Veteran political and economic commentator Wu Jialong pointed out in an interview with the media that Musk probably did not realize the existence of this model. After Tesla’s technology leaked, Chinese companies established their own supply chain and brand, gradually replacing Tesla in the Chinese market and even competing with Tesla on a global scale.
He emphasized that due to declining income and employment, the Chinese domestic market has faced weakened consumer demand, leading to oversupply pressure and forcing Chinese electric vehicles to be exported at low prices to global markets, triggering cut-throat price competition. Even Tesla’s expansion of its Mexican factory has not helped it escape the fierce competition in the global market against Chinese car manufacturers.
Professional Li Mengju, a former factory manager of a Taiwanese sauna factory, also shared his insights in an interview, citing previous experiences where mainland Chinese employees learned techniques and subsequently established their own factories, undercutting prices by up to 50%, causing customers to switch their orders.
Li further illustrated how Taiwanese brands faced challenges in China, with incidents like one of the major distributors, TP-Link, imitating and eventually creating their own brand after covertly selling imitated products of D-Link in the market, resulting in legal disputes that ultimately led to the decline of D-Link’s presence in China.
The situation faced by Tesla brings to mind the historical parallels with American companies Motorola and Apple. Motorola invested heavily in China to help establish the telecommunications infrastructure and nurture companies like Huawei, only to be overwhelmed by policy restrictions and local competitors and eventually disintegrating in 2011.
Apple has encountered a similar fate. Through partnerships with Taiwanese factories like Foxconn, Apple built a complex global supply chain but inadvertently facilitated the rise of Chinese brands like Huawei, Xiaomi, and Oppo. Now, the Chinese government is expanding domestic subsidies that favor local phone brands, overtly sidelining Apple’s high-end products.
Li Mengju bluntly stated that Musk entered China, lured by cheap labor and the vast market potential, without realizing that by 2020, several Chinese electric vehicle brands had rapidly emerged, indicating that technology leakage had already occurred.
He pointed out: “Musk does not understand that the logic of operating in a capitalist society is different from that of a planned economy. He underestimated the ideology of the Chinese Communist Party and their indifference towards traditional values like ‘reputation’.”
He emphasized: “This is not just an issue of individual businessmen but a systemic strategic behavior of the (Chinese Communist) regime.”
Li Mengju, who was imprisoned by the Chinese authorities in 2019 after photographing armed police in Hong Kong and later sentenced to one year and ten months on charges of espionage, strongly urged Taiwanese businesses to withdraw from China, warning that if even Musk was mistreated in Shanghai, what more could be expected for others?
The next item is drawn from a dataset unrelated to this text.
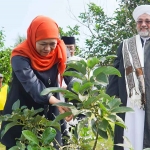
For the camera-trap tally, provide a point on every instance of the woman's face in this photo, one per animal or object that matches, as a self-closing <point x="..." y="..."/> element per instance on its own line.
<point x="44" y="47"/>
From Motorola to Apple and now Tesla, the “lure and kill” model employed by China on foreign enterprises continues to repeat itself. Companies are welcomed into the market, encouraged to share technology and supply chains, only to be replaced and even expelled from the market afterwards.
Li Mengju said that the “lure and kill” strategy of the Chinese regime has become a cornerstone of its economic development, especially after 2019, with increased risks for personal safety for Taiwanese doing business in mainland China, as evidenced by legislation like the “22 Punishment of ‘Taiwan Independence'” measures. Under Xi Jinping’s leadership, the business environment has deteriorated further in mainland China.